9.4 KiB
Rust RPG Lang
An implementation of the RPG language from IBM.
Language reference: https://www.ibm.com/docs/en/i/7.5.0?topic=introduction-overview-rpg-iv-programming-language
Usage
Building
cargo build --release
Running
The compiler ships as a standalone binary that loads the embedded BNF grammar, builds a parser, and runs a suite of RPG IV snippet examples to demonstrate the grammar in action:
cargo run --bin demo
You will see output similar to:
=== RPG IV Free-Format Parser ===
[grammar] Loaded successfully.
[parser] Built successfully (all non-terminals resolved).
=== Parsing Examples ===
┌─ simple identifier (identifier) ─────────────────────
│ source : "myVar"
│ result : OK
└──────────────────────────────────────────────
...
=== Summary ===
total : 42
matched : 42
failed : 0
All examples parsed successfully.
Hello World in RPG IV
The following is a complete Hello World program written in RPG IV free-format syntax, as understood by this parser:
hello.rpg:
CTL-OPT DFTACTGRP(*NO);
DCL-S greeting CHAR(25) INZ('Hello, World!');
DCL-PROC main EXPORT;
DSPLY greeting;
RETURN;
END-PROC;
Breaking it down:
CTL-OPT DFTACTGRP(*NO);— control option spec declaring the program does not run in the default activation groupDCL-S greeting CHAR(25) INZ('Hello, World!');— standalone variable declaration: a 25-character field initialised to'Hello, World!'DCL-PROC main EXPORT; ... END-PROC;— a procedure namedmain, exported so it can be called as a program entry pointDSPLY greeting;— displays the value ofgreetingto the operator message queueRETURN;— returns from the procedure
To validate this program, execute the compiler to build the data:
cargo run --release -- -o main hello.rpg
Architecture
The compiler is split across two crates in a Cargo workspace:
| Crate | Role |
|---|---|
rust-langrpg |
Compiler front-end, mid-end, and LLVM back-end |
rpgrt |
C-compatible runtime shared library (librpgrt.so) |
Compilation pipeline
RPG IV source (.rpg)
│
▼
┌─────────────────────────────────────────┐
│ 1. BNF validation (bnf crate) │
│ src/rpg.bnf — embedded at compile │
│ time via include_str! │
└────────────────┬────────────────────────┘
│ parse tree (validation only)
▼
┌─────────────────────────────────────────┐
│ 2. Lowering pass (src/lower.rs) │
│ Hand-written recursive-descent │
│ tokenizer + parser → typed AST │
└────────────────┬────────────────────────┘
│ ast::Program
▼
┌─────────────────────────────────────────┐
│ 3. LLVM code generation (src/codegen.rs│
│ inkwell bindings → LLVM IR module │
└────────────────┬────────────────────────┘
│ .o object file
▼
┌─────────────────────────────────────────┐
│ 4. Linking (cc + librpgrt.so) │
│ Produces a standalone Linux ELF │
└─────────────────────────────────────────┘
Stage 1 — BNF validation (src/rpg.bnf + bnf crate)
The RPG IV free-format grammar is encoded in BNF notation in src/rpg.bnf and embedded at compile time with include_str!. At startup the compiler parses the grammar with the bnf crate to build a GrammarParser.

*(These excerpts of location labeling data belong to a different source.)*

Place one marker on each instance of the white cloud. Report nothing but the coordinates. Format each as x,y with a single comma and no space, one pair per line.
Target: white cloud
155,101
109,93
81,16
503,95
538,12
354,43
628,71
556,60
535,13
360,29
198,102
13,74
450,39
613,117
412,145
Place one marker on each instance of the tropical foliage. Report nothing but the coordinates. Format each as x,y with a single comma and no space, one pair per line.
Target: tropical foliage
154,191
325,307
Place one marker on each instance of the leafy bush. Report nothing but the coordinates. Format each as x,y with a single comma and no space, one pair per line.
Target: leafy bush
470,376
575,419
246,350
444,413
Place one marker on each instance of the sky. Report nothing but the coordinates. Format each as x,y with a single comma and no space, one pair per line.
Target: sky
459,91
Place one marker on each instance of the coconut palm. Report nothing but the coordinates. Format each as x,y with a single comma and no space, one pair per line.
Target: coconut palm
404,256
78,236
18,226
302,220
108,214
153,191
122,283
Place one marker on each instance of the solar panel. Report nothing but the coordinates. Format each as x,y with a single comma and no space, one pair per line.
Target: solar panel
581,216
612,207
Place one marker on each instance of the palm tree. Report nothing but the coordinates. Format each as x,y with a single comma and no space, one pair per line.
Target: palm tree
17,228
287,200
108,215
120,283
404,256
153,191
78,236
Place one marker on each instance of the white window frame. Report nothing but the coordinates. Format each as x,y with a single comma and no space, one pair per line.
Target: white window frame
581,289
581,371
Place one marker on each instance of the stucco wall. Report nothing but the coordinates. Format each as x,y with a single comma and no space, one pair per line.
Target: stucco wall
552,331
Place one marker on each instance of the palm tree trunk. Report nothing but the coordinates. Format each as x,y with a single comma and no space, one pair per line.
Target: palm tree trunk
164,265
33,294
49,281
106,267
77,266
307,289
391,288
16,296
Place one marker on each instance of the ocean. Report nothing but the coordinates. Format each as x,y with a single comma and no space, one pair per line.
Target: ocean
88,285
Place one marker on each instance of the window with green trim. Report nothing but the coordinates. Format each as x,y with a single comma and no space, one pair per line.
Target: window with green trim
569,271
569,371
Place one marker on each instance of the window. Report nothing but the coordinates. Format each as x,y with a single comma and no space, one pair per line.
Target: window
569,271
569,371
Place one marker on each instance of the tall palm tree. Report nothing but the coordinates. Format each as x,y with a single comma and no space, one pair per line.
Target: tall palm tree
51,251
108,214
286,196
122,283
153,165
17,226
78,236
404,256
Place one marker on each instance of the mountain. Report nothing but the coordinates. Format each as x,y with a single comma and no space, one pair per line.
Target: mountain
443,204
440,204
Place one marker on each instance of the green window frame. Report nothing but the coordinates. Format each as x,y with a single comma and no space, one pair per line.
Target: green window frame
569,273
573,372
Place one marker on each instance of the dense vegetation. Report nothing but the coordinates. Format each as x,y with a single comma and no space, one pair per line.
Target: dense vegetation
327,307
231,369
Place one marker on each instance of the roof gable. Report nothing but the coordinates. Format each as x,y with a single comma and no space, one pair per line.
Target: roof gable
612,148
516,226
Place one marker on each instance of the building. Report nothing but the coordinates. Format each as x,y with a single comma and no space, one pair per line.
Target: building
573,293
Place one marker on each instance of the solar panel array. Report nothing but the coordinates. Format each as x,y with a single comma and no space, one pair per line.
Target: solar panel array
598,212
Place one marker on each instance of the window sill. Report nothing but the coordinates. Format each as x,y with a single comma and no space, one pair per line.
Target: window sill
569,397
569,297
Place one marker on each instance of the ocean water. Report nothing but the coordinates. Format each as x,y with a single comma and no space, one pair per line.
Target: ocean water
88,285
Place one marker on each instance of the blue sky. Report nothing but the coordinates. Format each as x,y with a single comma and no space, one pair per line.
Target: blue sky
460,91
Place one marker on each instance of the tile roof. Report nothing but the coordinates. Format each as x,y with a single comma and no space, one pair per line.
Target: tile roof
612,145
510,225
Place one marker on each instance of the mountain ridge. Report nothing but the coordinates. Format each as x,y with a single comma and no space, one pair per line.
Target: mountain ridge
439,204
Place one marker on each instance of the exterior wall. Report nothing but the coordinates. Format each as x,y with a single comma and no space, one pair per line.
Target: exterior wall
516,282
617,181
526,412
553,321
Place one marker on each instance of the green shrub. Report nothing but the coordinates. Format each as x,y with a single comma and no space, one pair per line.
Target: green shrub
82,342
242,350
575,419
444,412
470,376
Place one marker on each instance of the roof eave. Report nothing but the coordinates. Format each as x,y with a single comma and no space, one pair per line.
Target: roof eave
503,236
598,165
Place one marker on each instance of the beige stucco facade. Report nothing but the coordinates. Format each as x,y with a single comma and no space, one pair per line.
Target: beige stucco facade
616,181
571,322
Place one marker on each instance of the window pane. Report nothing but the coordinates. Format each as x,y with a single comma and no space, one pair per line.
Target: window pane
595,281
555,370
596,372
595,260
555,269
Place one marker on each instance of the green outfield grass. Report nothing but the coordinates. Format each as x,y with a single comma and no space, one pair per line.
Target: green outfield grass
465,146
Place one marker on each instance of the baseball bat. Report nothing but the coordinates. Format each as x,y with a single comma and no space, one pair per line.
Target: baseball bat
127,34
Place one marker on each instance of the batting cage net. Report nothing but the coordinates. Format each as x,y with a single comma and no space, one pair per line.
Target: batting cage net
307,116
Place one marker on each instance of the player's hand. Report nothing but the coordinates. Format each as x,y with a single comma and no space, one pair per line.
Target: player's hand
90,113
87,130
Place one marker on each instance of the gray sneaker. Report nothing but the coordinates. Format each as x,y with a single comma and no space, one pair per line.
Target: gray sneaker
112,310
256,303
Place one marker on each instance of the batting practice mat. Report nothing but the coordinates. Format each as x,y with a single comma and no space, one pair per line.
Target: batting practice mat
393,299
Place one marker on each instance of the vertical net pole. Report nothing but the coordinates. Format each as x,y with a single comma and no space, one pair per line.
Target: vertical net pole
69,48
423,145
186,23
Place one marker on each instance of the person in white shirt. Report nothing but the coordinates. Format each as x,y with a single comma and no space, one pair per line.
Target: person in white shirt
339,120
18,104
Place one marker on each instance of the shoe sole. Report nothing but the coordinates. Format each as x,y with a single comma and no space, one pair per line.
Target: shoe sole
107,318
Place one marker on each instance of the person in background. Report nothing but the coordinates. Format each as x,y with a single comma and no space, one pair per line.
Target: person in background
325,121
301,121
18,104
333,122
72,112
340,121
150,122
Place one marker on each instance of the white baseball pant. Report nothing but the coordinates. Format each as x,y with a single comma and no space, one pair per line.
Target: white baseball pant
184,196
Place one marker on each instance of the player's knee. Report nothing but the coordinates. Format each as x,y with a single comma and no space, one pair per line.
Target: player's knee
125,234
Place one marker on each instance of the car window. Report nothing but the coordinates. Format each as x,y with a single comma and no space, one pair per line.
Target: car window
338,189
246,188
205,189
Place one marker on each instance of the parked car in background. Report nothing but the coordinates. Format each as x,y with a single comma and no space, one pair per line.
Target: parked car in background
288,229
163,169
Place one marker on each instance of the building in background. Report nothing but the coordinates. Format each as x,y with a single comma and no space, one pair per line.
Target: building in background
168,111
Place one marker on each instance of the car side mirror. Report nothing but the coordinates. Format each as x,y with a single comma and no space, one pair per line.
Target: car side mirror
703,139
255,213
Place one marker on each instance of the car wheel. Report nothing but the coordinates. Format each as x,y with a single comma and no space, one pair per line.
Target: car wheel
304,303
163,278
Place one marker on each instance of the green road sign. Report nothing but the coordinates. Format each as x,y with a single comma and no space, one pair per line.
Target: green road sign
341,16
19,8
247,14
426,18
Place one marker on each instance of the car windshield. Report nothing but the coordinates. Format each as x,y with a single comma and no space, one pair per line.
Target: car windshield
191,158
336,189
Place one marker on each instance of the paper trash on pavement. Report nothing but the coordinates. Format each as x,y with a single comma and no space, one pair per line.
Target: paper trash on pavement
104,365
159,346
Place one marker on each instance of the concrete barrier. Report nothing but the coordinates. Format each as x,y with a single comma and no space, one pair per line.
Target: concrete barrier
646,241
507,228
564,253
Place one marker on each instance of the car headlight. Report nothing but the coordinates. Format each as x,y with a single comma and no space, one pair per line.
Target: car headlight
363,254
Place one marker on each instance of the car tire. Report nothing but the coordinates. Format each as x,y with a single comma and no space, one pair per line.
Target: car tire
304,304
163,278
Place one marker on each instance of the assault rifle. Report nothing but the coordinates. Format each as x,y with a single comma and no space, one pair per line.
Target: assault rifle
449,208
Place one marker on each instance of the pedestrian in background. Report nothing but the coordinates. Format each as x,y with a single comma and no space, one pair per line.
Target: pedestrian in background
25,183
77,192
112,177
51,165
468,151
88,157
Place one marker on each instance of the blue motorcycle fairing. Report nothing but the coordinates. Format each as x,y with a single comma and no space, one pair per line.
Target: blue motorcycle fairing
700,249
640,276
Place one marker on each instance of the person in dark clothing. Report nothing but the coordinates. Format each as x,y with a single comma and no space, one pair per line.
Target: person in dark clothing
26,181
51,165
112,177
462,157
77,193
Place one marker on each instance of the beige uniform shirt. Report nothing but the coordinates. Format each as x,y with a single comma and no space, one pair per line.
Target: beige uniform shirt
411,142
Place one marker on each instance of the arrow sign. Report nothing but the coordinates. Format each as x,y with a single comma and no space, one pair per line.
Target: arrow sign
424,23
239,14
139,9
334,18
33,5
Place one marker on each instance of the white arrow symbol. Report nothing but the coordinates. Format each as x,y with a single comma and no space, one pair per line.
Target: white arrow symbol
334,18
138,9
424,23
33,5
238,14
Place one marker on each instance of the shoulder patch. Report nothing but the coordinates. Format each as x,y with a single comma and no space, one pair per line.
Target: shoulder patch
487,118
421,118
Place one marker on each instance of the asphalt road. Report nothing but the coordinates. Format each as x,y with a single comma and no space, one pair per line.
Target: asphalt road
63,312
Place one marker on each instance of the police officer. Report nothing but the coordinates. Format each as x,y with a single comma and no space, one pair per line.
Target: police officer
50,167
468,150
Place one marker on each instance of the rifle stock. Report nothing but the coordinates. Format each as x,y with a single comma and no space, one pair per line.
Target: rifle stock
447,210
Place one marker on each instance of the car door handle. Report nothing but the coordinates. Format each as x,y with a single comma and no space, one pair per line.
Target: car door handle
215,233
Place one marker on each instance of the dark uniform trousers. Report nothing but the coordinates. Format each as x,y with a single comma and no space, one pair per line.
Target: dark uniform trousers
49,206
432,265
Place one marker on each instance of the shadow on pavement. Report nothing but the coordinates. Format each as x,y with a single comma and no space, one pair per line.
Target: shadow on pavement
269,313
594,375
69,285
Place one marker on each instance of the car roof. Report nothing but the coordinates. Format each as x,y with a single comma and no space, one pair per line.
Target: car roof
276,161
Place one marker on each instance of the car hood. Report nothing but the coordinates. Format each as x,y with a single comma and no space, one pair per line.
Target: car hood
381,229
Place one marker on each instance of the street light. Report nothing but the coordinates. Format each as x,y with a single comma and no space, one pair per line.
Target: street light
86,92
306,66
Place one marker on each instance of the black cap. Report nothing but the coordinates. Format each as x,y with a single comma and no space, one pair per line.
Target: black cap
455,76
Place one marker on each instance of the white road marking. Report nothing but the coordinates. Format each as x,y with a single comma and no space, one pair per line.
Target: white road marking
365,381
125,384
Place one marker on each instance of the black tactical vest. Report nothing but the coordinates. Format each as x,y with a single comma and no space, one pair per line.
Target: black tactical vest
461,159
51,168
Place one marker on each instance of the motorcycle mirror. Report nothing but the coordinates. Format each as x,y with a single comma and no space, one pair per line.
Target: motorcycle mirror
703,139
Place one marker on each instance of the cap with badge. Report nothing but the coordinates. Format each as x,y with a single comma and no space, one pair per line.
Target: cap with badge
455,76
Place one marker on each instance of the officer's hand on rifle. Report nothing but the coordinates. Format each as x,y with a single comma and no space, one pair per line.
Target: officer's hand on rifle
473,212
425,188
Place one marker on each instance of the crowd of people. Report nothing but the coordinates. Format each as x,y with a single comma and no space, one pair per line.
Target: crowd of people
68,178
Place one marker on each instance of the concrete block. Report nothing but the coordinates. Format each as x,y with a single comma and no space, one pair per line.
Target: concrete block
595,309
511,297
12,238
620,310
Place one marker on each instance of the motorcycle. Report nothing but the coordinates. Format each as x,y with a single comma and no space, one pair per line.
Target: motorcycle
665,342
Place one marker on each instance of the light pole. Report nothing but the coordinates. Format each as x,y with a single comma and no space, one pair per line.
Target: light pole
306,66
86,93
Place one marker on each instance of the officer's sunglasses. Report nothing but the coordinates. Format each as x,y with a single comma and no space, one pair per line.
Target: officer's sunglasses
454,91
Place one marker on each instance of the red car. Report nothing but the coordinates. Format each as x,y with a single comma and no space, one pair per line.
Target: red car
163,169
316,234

Each source file is validated against the top-level <program> rule before any further processing. This stage acts as a gate: malformed source is rejected early with a clear parse error.
Stage 2 — Lowering to a typed AST (src/lower.rs)
The BNF parser only validates structure; it does not produce a typed tree suitable for code generation. A hand-written tokenizer and recursive-descent parser in lower.rs converts the raw source text into the typed Program AST defined in src/ast.rs.
The AST covers the full language surface that the compiler handles:
- Declarations —
CTL-OPT,DCL-S,DCL-C,DCL-DS,DCL-F, subroutines - Procedures —
DCL-PROC … END-PROCwithDCL-PI … END-PIparameter interfaces - Statements — assignment,
IF/ELSEIF/ELSE,DOW,DOU,FOR,SELECT/WHEN,MONITOR/ON-ERROR,CALLP,DSPLY,RETURN,LEAVE,ITER,LEAVESR,EXSR,CLEAR,RESET, all I/O opcodes - Expressions — literals, variables, qualified names (
ds.field), arithmetic, logical operators, comparisons, built-in functions (%LEN,%TRIM,%SUBST,%SCAN,%EOF,%SIZE,%ADDR,%SQRT,%ABS,%REM,%DIV, and more) - Types —
CHAR,VARCHAR,INT,UNS,FLOAT,PACKED,ZONED,BINDEC,IND,DATE,TIME,TIMESTAMP,POINTER,LIKE,LIKEDS
Unrecognised constructs produce Statement::Unimplemented or placeholder declaration variants rather than hard errors, so the compiler continues to lower the parts it understands.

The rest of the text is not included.